Kaleidico — “Am I King?”
How do you describe the indescribable? This is the problem I find myself faced with every time I write about Kaleidico, a band that defies any and all ready comparisons. I mean this as the highest praise when the closest act that I can draw any parallel with is Radiohead, given that both bands are a pastiche of styles synthesized into a cohesive whole. Likewise, the two have a granular attention to detail — there is no doubt that every single sound that you hear, from the drums to the synth to the voice was and is at every turn scrutinized and carefully measured against the weight of the whole. Their newest, “Am I King?,” is no different, a slow build that pays off with beautiful synth work and heavily-effected vocals. I have had this chorus in my head on repeat for weeks now, slowly gaining momentum like any good earworm, sneaking into my thoughts when I least expect it. This is a wonderful precursor of what’s to come, and one that comes highly endorsed.

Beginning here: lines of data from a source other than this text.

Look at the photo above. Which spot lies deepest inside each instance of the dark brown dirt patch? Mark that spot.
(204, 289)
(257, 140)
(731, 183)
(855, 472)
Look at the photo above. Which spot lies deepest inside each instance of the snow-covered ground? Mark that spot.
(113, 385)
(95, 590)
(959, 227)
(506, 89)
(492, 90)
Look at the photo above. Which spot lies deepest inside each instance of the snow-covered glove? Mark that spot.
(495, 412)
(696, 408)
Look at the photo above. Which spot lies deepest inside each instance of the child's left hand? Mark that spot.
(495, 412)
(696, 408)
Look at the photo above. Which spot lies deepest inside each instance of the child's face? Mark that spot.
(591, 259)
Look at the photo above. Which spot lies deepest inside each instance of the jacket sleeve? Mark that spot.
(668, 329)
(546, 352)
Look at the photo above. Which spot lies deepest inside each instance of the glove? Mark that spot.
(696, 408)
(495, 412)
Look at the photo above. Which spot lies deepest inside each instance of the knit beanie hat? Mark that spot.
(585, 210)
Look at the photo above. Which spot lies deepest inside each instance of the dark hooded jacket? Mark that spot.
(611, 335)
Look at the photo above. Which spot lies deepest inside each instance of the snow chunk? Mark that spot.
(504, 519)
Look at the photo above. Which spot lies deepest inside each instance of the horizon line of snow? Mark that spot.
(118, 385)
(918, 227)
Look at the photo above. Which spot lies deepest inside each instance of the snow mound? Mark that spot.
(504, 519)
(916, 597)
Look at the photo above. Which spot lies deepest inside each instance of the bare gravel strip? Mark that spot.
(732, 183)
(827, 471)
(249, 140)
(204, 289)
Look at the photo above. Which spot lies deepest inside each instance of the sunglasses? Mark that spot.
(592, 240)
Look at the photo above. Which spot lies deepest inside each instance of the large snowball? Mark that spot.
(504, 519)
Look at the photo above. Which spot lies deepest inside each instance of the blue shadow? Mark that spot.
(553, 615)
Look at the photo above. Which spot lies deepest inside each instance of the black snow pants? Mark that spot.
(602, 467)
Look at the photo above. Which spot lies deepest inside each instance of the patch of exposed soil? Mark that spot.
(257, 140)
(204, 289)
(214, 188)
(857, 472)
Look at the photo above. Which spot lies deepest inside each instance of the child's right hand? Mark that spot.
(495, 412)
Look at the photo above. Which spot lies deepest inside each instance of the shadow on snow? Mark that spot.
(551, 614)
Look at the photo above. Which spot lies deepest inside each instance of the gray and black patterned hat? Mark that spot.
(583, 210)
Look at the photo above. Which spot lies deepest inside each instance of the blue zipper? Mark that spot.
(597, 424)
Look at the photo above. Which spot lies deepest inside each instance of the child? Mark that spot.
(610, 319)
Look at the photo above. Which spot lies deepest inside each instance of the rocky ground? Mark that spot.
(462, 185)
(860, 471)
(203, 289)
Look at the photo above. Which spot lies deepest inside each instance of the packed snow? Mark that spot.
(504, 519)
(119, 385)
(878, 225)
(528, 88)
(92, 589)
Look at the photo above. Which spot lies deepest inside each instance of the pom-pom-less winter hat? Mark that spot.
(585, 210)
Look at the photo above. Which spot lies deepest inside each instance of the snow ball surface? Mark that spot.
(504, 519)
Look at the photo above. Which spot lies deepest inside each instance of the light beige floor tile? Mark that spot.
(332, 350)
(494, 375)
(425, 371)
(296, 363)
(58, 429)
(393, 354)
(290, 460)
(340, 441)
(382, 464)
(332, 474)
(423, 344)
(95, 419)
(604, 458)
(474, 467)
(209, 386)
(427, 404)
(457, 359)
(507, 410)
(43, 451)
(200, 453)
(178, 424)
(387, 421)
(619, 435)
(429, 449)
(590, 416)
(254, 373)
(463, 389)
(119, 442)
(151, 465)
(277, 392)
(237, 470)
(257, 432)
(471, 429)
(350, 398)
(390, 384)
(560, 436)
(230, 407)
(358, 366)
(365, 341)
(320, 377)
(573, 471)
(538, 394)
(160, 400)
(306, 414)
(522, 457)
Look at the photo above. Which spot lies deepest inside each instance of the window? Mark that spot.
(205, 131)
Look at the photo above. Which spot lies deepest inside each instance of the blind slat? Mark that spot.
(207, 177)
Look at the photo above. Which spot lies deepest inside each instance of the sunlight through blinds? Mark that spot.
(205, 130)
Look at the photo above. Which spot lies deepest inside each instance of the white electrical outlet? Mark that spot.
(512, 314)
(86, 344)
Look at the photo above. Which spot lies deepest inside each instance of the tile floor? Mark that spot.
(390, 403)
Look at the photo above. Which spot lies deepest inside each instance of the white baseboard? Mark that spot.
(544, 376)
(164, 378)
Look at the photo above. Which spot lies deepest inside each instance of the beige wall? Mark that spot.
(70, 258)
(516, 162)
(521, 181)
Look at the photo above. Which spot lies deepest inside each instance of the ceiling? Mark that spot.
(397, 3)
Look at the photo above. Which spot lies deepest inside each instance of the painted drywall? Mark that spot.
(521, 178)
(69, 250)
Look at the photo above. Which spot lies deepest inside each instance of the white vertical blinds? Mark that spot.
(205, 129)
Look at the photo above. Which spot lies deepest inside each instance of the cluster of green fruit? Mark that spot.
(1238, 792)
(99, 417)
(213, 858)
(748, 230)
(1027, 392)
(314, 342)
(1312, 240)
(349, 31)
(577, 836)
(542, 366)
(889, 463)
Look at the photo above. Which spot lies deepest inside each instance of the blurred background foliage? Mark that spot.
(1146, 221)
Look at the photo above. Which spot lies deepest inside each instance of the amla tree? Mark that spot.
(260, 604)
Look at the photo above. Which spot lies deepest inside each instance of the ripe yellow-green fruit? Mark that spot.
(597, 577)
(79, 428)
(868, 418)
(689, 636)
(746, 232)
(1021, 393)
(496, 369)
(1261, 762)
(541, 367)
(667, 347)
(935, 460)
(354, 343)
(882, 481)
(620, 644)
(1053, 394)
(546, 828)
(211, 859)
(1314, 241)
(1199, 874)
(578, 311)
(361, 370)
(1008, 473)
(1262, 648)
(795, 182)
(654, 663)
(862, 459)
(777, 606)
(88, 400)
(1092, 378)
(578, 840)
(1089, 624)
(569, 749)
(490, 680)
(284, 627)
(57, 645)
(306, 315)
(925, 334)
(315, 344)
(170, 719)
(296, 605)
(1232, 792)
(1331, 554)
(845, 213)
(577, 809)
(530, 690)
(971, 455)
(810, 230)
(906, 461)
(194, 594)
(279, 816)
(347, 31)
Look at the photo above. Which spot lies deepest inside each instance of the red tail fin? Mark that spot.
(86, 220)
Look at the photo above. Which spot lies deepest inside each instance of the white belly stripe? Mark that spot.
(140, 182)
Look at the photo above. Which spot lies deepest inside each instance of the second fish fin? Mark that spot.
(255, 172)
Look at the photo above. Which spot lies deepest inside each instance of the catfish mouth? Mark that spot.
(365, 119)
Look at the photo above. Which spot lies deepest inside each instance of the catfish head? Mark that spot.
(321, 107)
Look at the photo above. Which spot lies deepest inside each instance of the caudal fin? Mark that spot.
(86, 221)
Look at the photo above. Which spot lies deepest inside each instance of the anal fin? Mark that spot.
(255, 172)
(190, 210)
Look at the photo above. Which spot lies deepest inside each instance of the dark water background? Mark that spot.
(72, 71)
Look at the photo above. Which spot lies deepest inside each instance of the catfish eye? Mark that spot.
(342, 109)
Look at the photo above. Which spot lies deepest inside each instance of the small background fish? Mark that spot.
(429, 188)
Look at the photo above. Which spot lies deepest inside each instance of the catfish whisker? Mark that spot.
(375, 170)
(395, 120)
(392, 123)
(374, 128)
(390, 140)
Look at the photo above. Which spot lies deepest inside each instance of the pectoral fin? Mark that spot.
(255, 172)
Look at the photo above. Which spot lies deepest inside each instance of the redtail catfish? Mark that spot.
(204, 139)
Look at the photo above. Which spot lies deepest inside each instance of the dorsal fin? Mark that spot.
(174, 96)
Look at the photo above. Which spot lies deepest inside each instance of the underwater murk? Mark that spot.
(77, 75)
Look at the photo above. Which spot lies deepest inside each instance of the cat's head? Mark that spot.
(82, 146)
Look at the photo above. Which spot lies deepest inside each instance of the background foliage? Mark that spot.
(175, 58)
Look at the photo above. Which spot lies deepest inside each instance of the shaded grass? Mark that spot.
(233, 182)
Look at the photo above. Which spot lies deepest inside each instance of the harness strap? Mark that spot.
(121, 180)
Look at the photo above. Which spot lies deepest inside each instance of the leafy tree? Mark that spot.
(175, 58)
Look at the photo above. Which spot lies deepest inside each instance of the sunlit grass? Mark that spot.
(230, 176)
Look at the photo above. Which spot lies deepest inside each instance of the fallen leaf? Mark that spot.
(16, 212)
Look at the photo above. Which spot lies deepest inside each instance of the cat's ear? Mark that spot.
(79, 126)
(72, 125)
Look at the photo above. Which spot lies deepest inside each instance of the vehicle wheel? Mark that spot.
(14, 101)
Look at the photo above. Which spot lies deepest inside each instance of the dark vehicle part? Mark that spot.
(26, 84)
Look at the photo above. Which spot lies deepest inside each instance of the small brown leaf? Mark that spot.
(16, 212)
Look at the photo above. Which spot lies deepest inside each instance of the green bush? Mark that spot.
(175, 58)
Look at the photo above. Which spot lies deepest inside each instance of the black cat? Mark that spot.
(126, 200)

Nmesh — “Fall Any Vegetable”
The precursor to an impending release, Nmesh again illustrates his deep understanding, not only of the vaporwave that has helped make his name, but in the maximalism heralded by artists like Oneohtrix Point Never or Prefuse 73. Here he blends a seemingly random palate of samples for a track that is remarkably coherent especially against the backdrop of the internet — it’s like a synthesis of all data into a new language that privileges that static to noise ratio. As such, this is kind of like listening to the Junkyons, those robots from the Transformer: Animated Movie — garbage robots that speak via radio and processed pop culture references, certainly prescient to modern culture. There is somehow still a relatively cogent through line, a solid hook that is only visible after a few listens. There is a method to the madness, and it’s interesting to consider the many layers to this particular onion.

Jordan Jetson – “Uneasy”
With “Uneasy,” Jordan Jetson shows a mastery of his style. His flow bounces with the beat in a way that gets you hooked, of the sort that gets in your head and doesn’t let go. The production blends solid trap work with a weird, almost disorienting haze of synth, like a tape left out in the sun. Producer Eons D and Jetson have a history together and it shows on “Uneasy” in yet another successful collaboration that lets both shine. Jetson has no problems with confrontational lyrics that maintain a pensive quality carried here entirely alone, with no feature work. That’s not uncommon per se, so much as that it’s a feat to carry the entire weight of the narrative while maintaining a high energy.